Paper No. 3
Presentation Time: 8:50 AM

DYPINGITE MG5(CO3)4(OH)2▪5H2O FROM RAPID CREEK, YUKON, CANADA. CHEMICAL COMPOSITION, OPTICAL PROPERTIES AND COMPARISON WITH SIMILAR HYDRATED MAGNESIUM CARBONATES


PETERSON, Ronald C., Geological Sciences and Geological Engineering, Queen's University, Miller Hall, Kingston, ON K7L3N6, Canada, TAIT, Kimberly, Department of Natural History, Royal Ontario Museum, Toronto, ON M5S 2C6, Canada and NICKLIN, Ian, Natural History, Royal Ontario Museum, 100 Queen's Park, Toronto, ON M5S 2C6, Canada, peterson@geol.queensu.ca

Dypingite Mg5(CO3)4(OH)2▪5H2O, closely associated with hydromagnesite Mg5(CO3)4(OH)2▪4H2O, was collected from an open fracture system above permafrost near Rapid Creek, Yukon, Canada in August 2012. The Rapid Creek area lies within the Richardson Mountains of the northeastern Yukon Territory, Canada, near the border with the Northwest Territories. There have been seven new minerals discovered there such as arrojadite-(K,Na), gormanite and kulanite; some of these minerals have never been found anywhere else in the world. Dypingite occurs on the fracture surfaces with a botryoidal habit consisting of fine radiating crystals forming a translucent crust of spheroidal aggregates. Some the spheroids can be up to 1 mm in diameter. The dypingite is often covered with loose and chalky hydromagnesite that is brittle and falls away from the fracture surface. The relationship suggests that the hydromagnesite forms as a dehydration product of dypingite at this locality.

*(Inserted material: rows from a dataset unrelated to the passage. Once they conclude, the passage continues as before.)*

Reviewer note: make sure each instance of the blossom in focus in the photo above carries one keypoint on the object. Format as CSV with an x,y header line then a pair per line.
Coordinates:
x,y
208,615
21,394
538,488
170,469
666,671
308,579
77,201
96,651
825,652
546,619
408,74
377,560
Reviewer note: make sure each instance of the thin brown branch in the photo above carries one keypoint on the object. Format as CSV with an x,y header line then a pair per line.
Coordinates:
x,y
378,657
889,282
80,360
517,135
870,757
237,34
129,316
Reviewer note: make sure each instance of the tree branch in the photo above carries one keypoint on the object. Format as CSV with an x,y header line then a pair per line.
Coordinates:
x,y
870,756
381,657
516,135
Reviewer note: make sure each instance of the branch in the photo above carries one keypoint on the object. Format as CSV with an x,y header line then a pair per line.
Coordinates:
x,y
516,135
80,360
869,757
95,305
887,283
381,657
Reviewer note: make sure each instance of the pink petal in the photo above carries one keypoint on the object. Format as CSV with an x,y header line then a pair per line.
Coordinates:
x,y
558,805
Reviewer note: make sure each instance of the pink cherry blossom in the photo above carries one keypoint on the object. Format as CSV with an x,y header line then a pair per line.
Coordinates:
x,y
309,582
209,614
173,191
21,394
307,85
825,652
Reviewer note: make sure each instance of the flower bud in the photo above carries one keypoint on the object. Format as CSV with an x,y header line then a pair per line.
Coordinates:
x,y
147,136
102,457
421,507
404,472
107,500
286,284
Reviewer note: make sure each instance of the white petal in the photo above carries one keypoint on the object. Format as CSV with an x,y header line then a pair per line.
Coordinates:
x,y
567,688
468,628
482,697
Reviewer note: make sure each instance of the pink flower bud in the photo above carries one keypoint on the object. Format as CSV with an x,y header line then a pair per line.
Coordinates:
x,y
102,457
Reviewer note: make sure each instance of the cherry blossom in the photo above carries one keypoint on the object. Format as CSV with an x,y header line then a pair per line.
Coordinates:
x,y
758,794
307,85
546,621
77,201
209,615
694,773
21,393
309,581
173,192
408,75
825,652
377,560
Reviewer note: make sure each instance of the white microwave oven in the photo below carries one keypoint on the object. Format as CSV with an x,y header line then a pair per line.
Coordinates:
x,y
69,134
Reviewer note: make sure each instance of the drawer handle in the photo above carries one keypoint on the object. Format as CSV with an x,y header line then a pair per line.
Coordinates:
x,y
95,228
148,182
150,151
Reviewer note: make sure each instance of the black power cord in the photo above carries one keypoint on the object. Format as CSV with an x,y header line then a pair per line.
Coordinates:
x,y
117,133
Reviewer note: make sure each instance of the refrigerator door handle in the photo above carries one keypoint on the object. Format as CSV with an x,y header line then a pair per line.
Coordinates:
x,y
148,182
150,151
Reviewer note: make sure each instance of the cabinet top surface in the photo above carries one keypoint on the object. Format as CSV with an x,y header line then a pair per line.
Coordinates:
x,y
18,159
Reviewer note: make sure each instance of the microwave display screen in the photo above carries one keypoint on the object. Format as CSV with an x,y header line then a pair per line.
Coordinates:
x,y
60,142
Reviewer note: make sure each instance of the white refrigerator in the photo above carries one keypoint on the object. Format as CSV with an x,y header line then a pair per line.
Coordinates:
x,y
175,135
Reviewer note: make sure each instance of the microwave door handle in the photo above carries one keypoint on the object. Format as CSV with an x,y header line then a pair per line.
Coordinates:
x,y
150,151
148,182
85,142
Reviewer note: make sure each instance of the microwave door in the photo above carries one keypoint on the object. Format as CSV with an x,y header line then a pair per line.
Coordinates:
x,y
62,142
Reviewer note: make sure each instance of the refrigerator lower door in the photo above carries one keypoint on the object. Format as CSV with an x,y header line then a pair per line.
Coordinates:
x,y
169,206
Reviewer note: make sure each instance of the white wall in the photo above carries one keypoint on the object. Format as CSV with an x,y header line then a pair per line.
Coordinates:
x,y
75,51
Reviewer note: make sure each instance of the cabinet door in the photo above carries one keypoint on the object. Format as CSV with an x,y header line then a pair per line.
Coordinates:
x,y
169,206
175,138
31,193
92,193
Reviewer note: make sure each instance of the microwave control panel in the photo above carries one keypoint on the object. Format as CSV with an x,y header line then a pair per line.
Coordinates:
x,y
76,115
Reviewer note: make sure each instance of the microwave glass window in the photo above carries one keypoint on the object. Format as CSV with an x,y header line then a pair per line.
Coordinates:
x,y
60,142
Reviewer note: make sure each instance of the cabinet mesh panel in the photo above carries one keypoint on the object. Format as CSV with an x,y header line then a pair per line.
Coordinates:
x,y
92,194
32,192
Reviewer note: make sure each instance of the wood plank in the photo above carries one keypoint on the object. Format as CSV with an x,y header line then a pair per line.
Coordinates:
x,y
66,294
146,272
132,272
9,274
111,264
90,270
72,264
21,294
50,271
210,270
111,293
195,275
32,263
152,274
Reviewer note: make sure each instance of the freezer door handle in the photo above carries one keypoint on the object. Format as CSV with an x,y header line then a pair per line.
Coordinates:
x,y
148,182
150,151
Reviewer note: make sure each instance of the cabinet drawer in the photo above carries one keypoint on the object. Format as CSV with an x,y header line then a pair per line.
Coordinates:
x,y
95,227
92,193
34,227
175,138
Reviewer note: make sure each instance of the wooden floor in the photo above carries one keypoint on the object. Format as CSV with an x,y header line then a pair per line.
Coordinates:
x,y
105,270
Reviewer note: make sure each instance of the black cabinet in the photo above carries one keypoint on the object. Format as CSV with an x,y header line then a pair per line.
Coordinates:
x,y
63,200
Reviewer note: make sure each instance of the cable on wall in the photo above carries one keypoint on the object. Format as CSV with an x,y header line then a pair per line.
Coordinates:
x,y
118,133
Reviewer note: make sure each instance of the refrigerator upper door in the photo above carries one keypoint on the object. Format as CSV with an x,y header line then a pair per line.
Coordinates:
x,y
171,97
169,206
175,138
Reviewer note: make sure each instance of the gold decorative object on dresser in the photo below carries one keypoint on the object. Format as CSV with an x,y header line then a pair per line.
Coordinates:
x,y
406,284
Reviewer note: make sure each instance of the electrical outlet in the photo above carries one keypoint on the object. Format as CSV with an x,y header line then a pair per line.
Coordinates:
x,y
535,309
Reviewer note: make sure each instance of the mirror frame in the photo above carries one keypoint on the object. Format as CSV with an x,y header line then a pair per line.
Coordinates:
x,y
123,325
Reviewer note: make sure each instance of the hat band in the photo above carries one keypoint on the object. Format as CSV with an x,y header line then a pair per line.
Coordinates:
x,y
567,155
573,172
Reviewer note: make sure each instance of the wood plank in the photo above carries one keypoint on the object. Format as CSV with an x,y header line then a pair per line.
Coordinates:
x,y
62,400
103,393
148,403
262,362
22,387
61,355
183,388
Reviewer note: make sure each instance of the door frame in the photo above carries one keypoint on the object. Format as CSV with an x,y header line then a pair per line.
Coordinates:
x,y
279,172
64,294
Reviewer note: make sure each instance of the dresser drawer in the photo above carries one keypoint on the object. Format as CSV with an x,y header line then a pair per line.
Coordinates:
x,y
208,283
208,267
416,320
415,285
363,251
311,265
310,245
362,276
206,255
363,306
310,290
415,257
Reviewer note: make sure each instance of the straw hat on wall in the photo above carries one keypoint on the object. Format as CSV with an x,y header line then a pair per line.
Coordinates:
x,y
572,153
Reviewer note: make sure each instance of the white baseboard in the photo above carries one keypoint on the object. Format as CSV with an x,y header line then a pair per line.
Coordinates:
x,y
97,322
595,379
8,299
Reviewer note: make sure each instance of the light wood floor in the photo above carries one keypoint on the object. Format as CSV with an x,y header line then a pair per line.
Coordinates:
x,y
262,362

Several mineral species belong to the hydrous magnesium carbonate mineral group. Anhydrous magnesite MgCO3 is followed by barringtonite MgCO3▪2H2O , nesquehonite MgCO3▪3H2O and lansfordite MgCO3▪5H2O as hydration increases. Pokrovskite MgCO3(OH)2 and Mcguinnessite (Mg,Cu)CO3(OH)2 have hydroxyl as an additional anion. Dypingite Mg5(CO3)4(OH)2▪5H2O, hydromagnesite Mg5(CO3)4(OH)2▪4H2O and artinite Mg5(CO3)4(OH)2▪3H2O have both hydroxyl and water as essential components. The relationship between mineral composition and physical properties of these minerals is discussed. As expected, the mean refractive index is found to be lower in mineral species containing more water and the unit cell volume normalised to magnesium content increases with increased water. Increase of OH within in these mineral structures does not cause a similar decrease in mean refractive index or an increase in cell volume normalized to magnesium atoms per formula unit. Gladstone-Dale calculations show agreements of excellent or superior for all minerals except barringtonite where the agreement is good according to the classification scheme of Mandarino (2007).Attempts to synthesis dypingite are in progress. Comparison of the atomic structures of these chemically similar phases is used to suggest possible atomic structures for dypingite.